The inmate says he has a neurological disorder that makes it unconstitutional to put him to death for the murder he committed after escaping a work-release program in 1990. 

WASHINGTON (CN) — The Supreme Court refused on Wednesday to halt the execution of a Florida man who was serving time for another murder when he managed to escape authorities and kill a woman as he tried to make her his getaway driver.    

Donald David Dillbeck's application submitted to Justice Clarence Thomas was declined by the full court with no explanation, about 24 hours before Dillbeck is set to face the death penalty. 

Dillbeck was only 15 when he committed his first murder in 1979, wresting a gun away from Lee County Deputy Sheriff Dwight Lynn Hall and shooting her in a parking lot. In 1990, while catering an event in Quincy as part of an inmate work program, Dillbeck managed to slip away and began to make his way across the state on foot, intending to reach a friend living in Orlando. He made it about 25 miles with about 275 more to go when he decided to steal a car. Not knowing how to drive, however, Dillbeck approached Faye Vann as she sat in the parking lot of a shopping mall.

Vann refused to give into Dillbeck and fought back, honking her horn, grabbing his hair and biting him. Dillbeck stabbed Vann 25 times and then severed her windpipe, causing her to drown in her own blood. When police caught up with Dillbeck, his hands and face were still coated in the victim's blood. 

Dillbeck was charged with first-degree murder, armed robbery and armed burglary. He confessed on the stand to killing and carjacking Vann and was found guilty on all counts. While the state pushed for a harsh sentence, Dillbeck asked the jury for leniency based on his mental health, fetal alcohol effects and difficult childhood. The jury recommended capital punishment in an 8-4 vote, and Dillbeck has been on death row ever since. 

Florida Governor Ron DeSantis signed Dillbeck’s death sentence last month, scheduling his execution for Feb. 23. In a final attempt for relief, Dillbeck argued that it would be unconstitutional to give him the death penalty as he suffers from Neurobehavioral Disorder Associated with Prenatal Alcohol Exposure. 

Dillbeck argues that the Eighth Amendment holds that individuals with intellectual disabilities can not be executed. He asked the Supreme Court to allow him to prove his neurological disorder prevents him from being executed. 
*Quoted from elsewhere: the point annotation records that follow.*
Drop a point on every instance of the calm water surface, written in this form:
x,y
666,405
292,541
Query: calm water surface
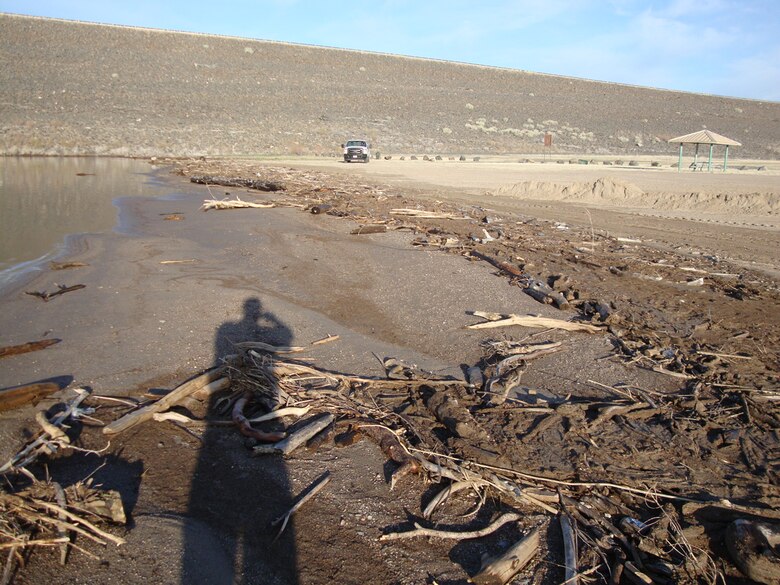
x,y
45,199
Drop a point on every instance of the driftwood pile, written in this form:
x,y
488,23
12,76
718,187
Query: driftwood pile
x,y
644,468
622,514
41,513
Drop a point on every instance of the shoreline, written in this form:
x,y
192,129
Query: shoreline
x,y
166,304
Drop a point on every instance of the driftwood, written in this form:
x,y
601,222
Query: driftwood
x,y
752,546
45,442
245,427
30,394
61,290
499,320
296,439
393,449
259,345
209,204
500,569
444,495
532,287
256,184
177,417
422,214
145,413
369,229
452,535
310,492
66,265
320,208
27,347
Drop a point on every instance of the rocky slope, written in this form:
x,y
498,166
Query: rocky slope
x,y
77,88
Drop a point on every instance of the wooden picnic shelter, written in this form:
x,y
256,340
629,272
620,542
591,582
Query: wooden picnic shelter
x,y
704,137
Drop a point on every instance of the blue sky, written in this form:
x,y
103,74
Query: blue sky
x,y
724,47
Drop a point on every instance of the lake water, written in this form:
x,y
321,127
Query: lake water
x,y
45,199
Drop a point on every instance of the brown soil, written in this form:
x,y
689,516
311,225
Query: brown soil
x,y
144,92
692,366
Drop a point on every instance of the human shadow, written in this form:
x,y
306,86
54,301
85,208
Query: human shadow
x,y
234,496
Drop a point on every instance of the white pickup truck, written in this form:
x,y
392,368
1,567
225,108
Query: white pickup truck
x,y
356,150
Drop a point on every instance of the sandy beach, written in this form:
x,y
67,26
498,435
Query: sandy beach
x,y
168,301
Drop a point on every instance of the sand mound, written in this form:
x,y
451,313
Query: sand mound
x,y
605,191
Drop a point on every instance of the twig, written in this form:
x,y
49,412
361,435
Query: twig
x,y
313,489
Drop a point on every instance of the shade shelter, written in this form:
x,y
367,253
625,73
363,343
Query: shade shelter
x,y
704,137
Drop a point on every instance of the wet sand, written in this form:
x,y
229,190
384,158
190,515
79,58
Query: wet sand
x,y
162,304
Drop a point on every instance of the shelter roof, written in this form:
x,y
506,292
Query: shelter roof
x,y
705,137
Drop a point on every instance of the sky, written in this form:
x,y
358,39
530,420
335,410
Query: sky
x,y
722,47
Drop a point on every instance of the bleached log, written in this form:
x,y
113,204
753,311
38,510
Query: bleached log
x,y
444,495
497,320
451,535
316,487
234,204
296,439
500,569
164,403
422,214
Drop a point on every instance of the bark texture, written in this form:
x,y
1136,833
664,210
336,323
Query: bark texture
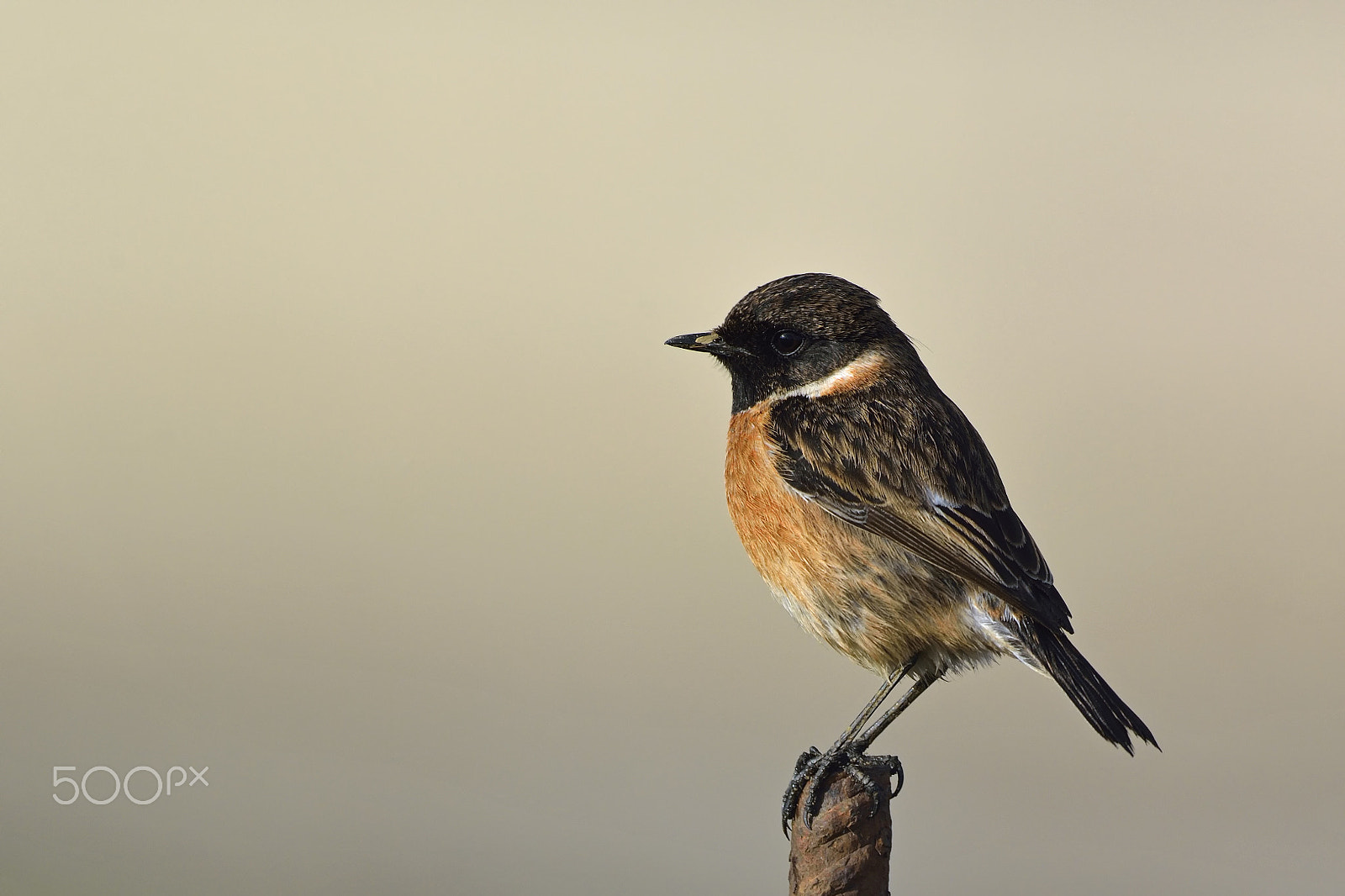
x,y
847,851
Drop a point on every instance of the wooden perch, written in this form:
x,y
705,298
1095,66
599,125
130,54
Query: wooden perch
x,y
847,851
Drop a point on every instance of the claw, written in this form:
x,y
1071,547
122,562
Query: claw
x,y
814,768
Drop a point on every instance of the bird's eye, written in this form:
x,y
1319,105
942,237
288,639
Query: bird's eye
x,y
787,342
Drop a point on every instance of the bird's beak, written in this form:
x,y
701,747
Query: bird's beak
x,y
706,342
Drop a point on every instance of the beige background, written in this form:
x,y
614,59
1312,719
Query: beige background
x,y
340,451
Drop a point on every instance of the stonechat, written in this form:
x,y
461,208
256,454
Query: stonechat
x,y
874,513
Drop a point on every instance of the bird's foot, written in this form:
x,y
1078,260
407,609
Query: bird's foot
x,y
814,768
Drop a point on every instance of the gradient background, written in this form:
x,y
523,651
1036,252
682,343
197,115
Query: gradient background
x,y
340,451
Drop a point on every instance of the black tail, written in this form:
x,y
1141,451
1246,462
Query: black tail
x,y
1105,710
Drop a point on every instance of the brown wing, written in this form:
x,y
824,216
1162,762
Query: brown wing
x,y
918,472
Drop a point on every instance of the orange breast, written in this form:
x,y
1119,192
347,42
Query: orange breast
x,y
860,593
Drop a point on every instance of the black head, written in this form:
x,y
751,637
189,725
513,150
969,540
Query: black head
x,y
797,331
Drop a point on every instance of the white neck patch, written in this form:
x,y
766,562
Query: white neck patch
x,y
856,374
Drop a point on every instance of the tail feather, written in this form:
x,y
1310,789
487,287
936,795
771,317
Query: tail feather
x,y
1100,704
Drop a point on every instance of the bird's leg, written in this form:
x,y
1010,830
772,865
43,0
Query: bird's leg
x,y
815,767
862,741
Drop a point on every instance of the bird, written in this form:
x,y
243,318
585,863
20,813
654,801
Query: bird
x,y
876,514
“Executing Mr. Dillbeck without first providing meaningful access to the courts to demonstrate that the death penalty is disproportionate to his culpability would violate the Eighth Amendment prohibition on cruel and unusual punishment,” Florida public defender Lisa McDermott wrote in a brief for the inmate. 

Florida claims Dillbeck’s claims should have been presented long ago and stopping his execution would deprive his victims of justice. 

“Dillbeck seeks certiorari review in a penultimate attempt to deprive his victims of justice on the eve of his execution for heinous crimes committed decades ago,” Carolyn Snurkowski, Florida associate deputy attorney general, wrote in the state’s brief. “Every question he presents now should have been (or way) asked and answered long ago. Dillbeck’s long-belated certiorari questions are entitled to no answer from his court on that basis alone.” 

Dillbeck is scheduled to be executed Thursday at 6 p.m.